Since you have only two desired terms, you can do a simple list of purpose values. This is not nicely scalable to more than two or three terms:
data want;
set have ;
if upcase(compress(purpose,' &')) in ('BUILD','BUY','BUILDBUY','BUYBUILD') then found=1;
else found=0;
run;
If you have comma separators in PURPOSE, then add it to the second argument of the compress function.
Personally I am of the one variable one value school. EVERY time I have had data with multiple values in a single "variable" any attempt at using that one variable is so much work and starts from scratch for each use that it is just not worth maintaining. One data set I work with has 2 variables that can have as many as 50 codes and are not even nicely separated by any character, just a series of digits that have to be parsed as pairs.

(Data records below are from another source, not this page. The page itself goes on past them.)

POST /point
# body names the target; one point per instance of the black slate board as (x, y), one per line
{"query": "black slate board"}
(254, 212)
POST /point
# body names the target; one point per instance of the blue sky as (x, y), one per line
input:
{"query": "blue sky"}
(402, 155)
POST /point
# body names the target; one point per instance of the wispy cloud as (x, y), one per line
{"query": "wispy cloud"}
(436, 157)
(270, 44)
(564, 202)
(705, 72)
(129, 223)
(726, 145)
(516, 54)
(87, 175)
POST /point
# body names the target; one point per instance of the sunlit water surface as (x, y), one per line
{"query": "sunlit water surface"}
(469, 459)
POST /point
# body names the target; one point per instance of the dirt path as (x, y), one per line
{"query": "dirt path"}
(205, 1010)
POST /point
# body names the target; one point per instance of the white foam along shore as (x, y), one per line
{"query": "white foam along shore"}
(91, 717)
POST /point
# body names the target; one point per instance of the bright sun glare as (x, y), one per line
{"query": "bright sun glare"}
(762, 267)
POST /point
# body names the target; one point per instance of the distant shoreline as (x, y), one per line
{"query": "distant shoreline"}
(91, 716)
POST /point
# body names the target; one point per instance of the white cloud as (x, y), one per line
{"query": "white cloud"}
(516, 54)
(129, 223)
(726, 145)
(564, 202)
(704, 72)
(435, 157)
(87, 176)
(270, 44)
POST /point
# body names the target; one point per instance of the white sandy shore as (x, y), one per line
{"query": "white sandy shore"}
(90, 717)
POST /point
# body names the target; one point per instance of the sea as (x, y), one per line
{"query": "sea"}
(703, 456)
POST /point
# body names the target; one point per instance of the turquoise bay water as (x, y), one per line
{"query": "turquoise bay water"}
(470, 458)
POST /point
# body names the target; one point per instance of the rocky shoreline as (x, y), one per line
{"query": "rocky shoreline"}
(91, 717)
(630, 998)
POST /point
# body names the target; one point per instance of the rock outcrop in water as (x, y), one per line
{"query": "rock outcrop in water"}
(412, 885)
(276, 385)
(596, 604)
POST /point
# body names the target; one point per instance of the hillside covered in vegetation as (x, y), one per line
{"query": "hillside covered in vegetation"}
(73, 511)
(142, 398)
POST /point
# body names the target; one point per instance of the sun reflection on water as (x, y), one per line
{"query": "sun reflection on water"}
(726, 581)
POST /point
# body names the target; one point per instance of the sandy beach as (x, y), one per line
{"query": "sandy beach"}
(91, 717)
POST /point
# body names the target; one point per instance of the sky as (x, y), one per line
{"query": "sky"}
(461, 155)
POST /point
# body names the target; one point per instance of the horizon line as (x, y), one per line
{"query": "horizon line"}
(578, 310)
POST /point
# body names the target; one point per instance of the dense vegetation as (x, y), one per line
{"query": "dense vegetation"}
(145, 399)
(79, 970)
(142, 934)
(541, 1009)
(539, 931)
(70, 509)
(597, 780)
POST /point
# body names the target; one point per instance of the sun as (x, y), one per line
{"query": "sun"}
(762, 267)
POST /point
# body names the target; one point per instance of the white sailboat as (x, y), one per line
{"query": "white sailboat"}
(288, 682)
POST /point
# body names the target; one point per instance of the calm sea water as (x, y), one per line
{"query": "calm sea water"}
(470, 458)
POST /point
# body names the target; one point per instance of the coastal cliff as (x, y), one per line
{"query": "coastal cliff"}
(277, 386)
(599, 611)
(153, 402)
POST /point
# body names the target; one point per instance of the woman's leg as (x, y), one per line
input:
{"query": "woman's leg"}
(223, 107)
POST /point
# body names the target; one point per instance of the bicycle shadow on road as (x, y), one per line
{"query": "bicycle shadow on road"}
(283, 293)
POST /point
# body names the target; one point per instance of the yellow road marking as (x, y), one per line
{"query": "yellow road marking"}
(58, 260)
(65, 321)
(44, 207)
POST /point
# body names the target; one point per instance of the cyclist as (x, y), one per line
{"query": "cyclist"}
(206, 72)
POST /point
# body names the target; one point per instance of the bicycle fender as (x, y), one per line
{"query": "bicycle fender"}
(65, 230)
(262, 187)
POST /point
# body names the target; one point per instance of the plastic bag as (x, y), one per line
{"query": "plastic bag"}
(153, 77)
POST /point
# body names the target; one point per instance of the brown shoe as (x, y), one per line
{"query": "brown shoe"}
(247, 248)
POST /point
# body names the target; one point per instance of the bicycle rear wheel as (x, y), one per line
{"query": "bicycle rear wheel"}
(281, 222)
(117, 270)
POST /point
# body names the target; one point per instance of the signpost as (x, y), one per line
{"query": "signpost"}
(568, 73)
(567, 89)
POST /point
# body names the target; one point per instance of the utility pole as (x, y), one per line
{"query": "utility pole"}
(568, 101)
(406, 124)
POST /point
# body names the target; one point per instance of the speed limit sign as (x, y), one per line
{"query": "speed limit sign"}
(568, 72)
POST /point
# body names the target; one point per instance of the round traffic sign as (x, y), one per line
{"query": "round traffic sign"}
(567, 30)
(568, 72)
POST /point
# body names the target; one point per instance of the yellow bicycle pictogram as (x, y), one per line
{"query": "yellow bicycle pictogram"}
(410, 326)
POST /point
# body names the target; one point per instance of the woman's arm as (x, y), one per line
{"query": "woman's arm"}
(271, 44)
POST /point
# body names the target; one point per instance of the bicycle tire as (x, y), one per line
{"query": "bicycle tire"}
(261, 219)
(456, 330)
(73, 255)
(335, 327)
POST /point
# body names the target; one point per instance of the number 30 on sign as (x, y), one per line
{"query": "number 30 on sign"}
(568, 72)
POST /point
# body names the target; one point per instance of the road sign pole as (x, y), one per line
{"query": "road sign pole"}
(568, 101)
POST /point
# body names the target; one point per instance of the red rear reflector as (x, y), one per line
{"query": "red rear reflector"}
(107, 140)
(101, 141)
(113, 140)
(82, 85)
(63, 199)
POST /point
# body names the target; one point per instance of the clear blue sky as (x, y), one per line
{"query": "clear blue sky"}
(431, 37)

If the list of possible values is known and doesn't change frequently then I would suggest creating a series of variables that are 1, for that value is present, and 0 otherwise. A minor variation of @Oligolas code would assign the 0 values in the known list that were not present.
Then your "where" or other conditions become relatively easy.
Consider if you have variables created named Build, Buy, Construction, Purchase (demolish, renovate, whatever) so coded.
If you want to know if any of the given the variables have a value of 1 then
where max(Build, Buy) =1;
If want to find records where all of a list of variables are 1:
Where sum(Build, Buy,Renovate)=3; (3 variables values of 1 or 0 then you only get a sum of 3 when all are 1).
If you want to find records where none of the values are 1:
Where max(build,buy,construction)=0;
If you want to find records where all of the values are the same, 1 or 0 but all the same:
Where range(build,buy,purchase)=0;
Or add temporary analysis variables using the functions with selected variables.
Also note that mean of a list of such variables gives the percent of 1 in decimal form.
SAS internally uses 1 for 'true' and 0 for false so you can even reduce very simple conditions:
Where buy;
is the same as "Where buy=1"; when the variable Buy only takes values of 1,0 or possibly missing.
Of course you could combine conditions.
I would consider the coding if "buy" is really different than "purchase" then two variables but face value of the words I would doubt it.